What is P4C?

Principles of the Partnering for Change Model

The principles of Partnering for Change are the four Cs: Building Capacity through Collaboration and Coaching in the school Context.

  • P4C is a needs-based model that emphasizes building the partnership between health professionals, educators, children, families and care coordinators.
  • P4C is responsive to local contexts and the culture of each school.

The Four Cs of P4C

The P4C model aims to build the Capacity of educators and families to support children with special needs in all spaces and places. Therapists do this by Collaborating with educators and families and Coaching in school Contexts that are important to the child — whether that be in the classroom, on the playground, in the gym or at home.


The emphasis in P4C is not on assessment and treatment of an individual child. Instead, the therapist focuses on relationship building, knowledge translation, and development of true partnerships with the educator, student and family. The therapist can provide useful suggestions and strategies but it is the educator and family who spend time with the child each day and who will be there over the long term.

Capacity Building

Educators and parents are supported, through a collaborative approach, in learning to recognize atypical development and special needs. Strategies are introduced right away, without the need for formal assessment or identification, to prevent the development of secondary consequences. The P4C service is focused on building parent and educator capacity.

Knowledge is shared with educators to:

  • facilitate their ability to identify children who have atypical development that suggests a health concern;
  • enable job-embedded learning and best practices in educator professional development;
  • build capacity for educators to deliver or respond to suggestions leading to Universal Design for Learning and Differentiated Instruction. This results in much more inclusive practice for all children, including those with special needs.

Knowledge is shared with families to:

  • facilitate their understanding of their child’s needs;
  • enable learning about their child’s health/developmental concern;
  • support introduction and generalization of strategies that have been found to be successful at school or at home;
  • build families’ capacity to advocate for their child and self-manage their child’s needs in order to prevent the development of secondary consequences.

In our study, we found that occupational therapists also need to build their own capacity to work successfully in this type of service model. This takes time!

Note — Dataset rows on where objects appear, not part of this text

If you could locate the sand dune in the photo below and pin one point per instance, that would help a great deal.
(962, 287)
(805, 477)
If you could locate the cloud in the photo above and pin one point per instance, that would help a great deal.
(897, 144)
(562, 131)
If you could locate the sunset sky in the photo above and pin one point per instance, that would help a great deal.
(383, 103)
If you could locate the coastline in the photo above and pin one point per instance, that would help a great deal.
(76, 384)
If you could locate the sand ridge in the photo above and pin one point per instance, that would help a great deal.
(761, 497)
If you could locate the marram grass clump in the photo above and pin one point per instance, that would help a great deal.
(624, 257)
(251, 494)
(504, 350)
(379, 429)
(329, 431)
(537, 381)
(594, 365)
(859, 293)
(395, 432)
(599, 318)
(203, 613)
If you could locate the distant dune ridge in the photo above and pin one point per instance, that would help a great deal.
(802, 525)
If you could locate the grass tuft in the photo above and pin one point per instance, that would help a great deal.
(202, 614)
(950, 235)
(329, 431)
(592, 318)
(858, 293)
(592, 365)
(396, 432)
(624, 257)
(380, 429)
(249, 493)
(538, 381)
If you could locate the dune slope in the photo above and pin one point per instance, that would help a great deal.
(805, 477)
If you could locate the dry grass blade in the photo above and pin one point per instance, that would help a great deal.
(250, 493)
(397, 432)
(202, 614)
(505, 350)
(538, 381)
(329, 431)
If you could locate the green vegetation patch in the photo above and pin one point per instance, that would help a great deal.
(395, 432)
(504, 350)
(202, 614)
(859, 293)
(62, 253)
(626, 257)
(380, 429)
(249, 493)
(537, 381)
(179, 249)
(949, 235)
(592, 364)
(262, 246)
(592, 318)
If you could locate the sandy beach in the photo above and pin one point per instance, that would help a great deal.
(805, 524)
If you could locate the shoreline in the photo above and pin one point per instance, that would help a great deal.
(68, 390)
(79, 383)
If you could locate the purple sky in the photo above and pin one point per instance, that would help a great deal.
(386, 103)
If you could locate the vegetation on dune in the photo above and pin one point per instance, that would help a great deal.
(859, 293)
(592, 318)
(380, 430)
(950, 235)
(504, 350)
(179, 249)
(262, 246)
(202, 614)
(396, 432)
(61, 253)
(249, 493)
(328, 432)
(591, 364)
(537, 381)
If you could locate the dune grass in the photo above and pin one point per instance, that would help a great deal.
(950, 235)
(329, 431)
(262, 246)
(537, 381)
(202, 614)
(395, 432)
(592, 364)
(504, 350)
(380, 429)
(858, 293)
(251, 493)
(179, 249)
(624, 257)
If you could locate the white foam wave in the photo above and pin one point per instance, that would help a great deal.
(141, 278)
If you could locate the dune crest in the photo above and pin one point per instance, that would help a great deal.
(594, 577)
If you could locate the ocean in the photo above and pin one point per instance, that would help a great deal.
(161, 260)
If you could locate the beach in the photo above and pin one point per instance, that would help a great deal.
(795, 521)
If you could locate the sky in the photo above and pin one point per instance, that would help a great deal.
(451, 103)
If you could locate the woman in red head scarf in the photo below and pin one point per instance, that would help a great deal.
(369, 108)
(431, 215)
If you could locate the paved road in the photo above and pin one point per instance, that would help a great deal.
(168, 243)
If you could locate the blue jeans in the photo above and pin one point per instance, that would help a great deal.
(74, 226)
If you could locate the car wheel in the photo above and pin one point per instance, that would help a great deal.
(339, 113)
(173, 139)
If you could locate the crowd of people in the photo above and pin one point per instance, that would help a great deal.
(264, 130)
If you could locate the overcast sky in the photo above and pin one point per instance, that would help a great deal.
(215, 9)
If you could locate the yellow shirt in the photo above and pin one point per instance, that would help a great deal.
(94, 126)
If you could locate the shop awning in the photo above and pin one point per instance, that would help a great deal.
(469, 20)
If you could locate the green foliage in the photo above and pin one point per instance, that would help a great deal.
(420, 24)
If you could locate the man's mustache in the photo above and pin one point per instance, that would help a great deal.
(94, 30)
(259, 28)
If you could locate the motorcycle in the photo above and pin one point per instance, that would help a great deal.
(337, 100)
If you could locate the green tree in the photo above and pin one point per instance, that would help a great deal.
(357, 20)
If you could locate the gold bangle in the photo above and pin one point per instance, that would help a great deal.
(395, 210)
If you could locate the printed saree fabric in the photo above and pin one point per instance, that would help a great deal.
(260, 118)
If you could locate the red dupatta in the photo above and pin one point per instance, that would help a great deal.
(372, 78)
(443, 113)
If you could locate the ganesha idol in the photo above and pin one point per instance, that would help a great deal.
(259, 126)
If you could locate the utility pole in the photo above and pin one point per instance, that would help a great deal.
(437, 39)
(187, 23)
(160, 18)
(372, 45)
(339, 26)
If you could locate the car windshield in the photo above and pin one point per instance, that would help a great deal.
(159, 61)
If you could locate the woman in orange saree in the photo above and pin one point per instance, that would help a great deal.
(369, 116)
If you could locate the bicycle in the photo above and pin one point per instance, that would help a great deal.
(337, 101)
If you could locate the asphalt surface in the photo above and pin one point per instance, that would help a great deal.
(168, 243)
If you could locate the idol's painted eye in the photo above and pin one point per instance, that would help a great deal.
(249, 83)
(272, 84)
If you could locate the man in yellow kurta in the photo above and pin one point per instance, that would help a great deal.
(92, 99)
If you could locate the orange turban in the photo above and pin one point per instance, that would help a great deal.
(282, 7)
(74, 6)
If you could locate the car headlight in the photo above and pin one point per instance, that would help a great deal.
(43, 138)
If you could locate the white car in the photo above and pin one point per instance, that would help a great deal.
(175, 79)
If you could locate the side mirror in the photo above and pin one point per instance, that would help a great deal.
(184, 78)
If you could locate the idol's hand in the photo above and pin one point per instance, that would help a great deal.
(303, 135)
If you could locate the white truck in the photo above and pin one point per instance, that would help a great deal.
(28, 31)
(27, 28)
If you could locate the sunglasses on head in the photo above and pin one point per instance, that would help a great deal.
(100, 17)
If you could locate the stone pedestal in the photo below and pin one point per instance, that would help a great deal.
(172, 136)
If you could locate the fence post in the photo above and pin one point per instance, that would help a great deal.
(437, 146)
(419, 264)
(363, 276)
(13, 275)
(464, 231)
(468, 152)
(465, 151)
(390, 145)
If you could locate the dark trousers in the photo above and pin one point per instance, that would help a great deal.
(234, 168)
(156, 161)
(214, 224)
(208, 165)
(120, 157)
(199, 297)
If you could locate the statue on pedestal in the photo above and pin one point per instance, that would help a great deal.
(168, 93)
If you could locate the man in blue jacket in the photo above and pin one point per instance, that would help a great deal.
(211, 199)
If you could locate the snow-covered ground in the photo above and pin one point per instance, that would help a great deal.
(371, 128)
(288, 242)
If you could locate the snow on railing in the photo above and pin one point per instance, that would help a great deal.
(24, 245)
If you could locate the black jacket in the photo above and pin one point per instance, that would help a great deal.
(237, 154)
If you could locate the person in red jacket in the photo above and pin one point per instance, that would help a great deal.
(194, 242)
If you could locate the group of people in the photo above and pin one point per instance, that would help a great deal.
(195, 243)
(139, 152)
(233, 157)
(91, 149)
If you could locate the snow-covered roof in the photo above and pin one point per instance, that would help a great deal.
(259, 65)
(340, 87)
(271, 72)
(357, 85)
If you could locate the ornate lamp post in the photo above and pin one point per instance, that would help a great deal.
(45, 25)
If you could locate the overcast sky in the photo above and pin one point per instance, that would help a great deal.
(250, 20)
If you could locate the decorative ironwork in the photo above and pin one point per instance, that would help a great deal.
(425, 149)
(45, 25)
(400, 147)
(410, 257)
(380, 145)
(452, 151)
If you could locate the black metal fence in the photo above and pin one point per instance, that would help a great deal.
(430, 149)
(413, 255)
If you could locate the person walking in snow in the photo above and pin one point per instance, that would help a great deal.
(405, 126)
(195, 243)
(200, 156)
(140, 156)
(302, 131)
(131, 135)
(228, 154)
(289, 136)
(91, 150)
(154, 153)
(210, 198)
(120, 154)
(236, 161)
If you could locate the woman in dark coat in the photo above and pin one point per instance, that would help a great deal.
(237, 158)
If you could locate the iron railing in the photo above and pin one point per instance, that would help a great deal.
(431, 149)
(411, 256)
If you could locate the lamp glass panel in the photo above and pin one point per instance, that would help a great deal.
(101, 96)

Collaboration and Coaching

Health professionals are in school regularly and are available to collaborate with educators; on invitation, OTs coach and support educators directly in the classroom. Coaching builds on the existing skills and knowledge of educators and parents and leads to collaborative determination of solutions.

P4C therapists collaborate with educators and parents to:

  • prevent developmental and motor challenges from becoming greater issues for the student and classroom (e.g. prevention of depression, anxiety, behavioural problems, deterioration in physical fitness, social isolation, school avoidance);
  • promote emotional well-being;
  • enable timely and efficient determination of accommodations that are required to maximize participation;
  • identify individual students’ needs and accommodations to fully demonstrate students’ potential on tests and assessments including EQAO (e.g. provision of technology).

Families are valued partners who can connect with both the educator and P4C therapist when and as needs arise for the student. This enables the family to self-refer without waiting to be referred for service by other parties, eliminating wait times and complex paperwork.

In Context

Children are observed by the therapist in context, in the classroom, gym, playground and throughout the school; dynamic assessment and observation occurs wherever the child is and strategies are trialed at the time to make sure they meet the child’s needs.